È chiaro che il discorso valga più semplicemente per un bambino molto piccolo che per un adolescente: pur non essendo immune alla manipolazione, il suo pensiero è già in parte indipendente dagli adulti e quindi manca spesso l’adesione acritica necessaria per la PAS.
Il divorzio è stata una delle maggiori vittorie in campo di diritti: la legge in Italia stabilisce ormai dal 1970 e con non poche controversie e polemiche la sacrosanta possibilità di scioglimento dello status derivante dal matrimonio civile.

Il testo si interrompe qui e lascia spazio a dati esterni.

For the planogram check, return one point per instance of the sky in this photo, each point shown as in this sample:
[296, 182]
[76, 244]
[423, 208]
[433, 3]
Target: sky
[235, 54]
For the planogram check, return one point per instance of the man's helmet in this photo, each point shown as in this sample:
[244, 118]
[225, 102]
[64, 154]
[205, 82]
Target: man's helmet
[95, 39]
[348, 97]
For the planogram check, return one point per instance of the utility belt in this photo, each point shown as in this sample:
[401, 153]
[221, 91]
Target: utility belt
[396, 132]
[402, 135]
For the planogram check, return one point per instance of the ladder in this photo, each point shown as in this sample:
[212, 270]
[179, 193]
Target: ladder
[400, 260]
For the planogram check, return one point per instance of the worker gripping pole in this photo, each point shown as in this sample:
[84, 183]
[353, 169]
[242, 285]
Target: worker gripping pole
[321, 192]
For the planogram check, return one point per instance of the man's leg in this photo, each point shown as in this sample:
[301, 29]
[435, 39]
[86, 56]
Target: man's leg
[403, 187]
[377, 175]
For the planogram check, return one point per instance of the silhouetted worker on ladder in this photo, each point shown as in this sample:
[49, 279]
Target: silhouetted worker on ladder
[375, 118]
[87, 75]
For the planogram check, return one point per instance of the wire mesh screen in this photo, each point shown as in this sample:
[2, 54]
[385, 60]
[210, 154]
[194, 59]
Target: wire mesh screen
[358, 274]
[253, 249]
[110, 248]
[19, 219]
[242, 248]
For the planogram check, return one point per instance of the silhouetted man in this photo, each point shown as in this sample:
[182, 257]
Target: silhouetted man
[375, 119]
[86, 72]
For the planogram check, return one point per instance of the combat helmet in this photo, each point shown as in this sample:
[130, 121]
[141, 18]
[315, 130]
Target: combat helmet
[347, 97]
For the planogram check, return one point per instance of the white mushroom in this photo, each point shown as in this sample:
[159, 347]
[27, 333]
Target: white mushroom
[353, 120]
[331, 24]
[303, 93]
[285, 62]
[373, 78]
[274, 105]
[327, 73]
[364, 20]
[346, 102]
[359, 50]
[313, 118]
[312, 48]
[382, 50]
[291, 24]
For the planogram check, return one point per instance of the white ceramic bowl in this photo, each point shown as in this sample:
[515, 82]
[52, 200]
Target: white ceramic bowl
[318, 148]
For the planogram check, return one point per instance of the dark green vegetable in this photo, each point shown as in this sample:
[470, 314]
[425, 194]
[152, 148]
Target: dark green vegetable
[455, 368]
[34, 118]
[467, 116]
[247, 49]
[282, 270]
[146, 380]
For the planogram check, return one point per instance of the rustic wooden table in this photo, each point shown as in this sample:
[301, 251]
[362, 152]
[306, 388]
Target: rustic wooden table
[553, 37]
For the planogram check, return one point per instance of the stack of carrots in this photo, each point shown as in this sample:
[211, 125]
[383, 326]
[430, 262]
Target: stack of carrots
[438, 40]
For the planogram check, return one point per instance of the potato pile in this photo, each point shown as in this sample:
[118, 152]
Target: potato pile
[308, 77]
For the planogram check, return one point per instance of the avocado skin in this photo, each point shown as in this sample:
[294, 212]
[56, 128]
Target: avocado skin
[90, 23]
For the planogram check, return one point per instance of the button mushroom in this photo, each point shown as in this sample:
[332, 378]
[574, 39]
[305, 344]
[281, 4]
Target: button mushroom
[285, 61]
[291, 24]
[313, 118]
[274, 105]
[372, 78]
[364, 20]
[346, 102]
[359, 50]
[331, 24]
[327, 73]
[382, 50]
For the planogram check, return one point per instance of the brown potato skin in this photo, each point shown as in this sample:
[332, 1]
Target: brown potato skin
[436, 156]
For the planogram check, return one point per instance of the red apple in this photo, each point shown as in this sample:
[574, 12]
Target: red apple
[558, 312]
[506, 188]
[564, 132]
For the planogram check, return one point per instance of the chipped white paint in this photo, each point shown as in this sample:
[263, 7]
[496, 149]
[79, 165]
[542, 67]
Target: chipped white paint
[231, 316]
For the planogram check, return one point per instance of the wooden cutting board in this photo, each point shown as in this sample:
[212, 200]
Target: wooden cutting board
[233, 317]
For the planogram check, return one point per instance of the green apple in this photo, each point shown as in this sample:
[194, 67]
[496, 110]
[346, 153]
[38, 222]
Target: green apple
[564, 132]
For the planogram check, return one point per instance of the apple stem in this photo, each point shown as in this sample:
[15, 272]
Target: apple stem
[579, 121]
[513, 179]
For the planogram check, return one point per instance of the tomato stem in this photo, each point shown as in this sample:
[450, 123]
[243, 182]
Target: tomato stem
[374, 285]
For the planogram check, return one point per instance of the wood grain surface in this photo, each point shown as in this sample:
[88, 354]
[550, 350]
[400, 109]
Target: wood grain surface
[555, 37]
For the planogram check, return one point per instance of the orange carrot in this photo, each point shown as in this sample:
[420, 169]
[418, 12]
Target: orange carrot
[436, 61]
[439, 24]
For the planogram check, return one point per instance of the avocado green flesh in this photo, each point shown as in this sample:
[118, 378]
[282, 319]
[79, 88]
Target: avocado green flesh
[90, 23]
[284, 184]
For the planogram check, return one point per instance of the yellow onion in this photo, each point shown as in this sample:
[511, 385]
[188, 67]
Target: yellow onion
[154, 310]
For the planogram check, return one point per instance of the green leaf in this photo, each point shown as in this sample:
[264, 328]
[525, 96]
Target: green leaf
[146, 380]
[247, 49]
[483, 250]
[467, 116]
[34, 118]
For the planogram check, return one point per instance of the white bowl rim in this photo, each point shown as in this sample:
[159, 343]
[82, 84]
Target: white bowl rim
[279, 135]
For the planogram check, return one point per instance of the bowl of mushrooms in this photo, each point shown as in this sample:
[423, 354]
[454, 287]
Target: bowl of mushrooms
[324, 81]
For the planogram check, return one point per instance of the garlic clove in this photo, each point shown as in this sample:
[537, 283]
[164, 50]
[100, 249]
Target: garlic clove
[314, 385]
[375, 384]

Ma sarebbe bello, anzi necessario, ricordare che i bambini hanno a loro volta molti diritti come scegliere liberamente con quale genitore stare e quanto tempo passare con entrambi. Hanno il diritto di non sentirsi giudicati da uno dei due se vogliono vedere l’altro. Hanno il diritto di non dover nemmeno percepire il rancore che uno dei due prova per l’altro. Almeno non finché non sarà in grado autonomamente di capire che l’amore può finire ed è giusto che le persone siano libere di scegliere di concluderlo anche legalmente.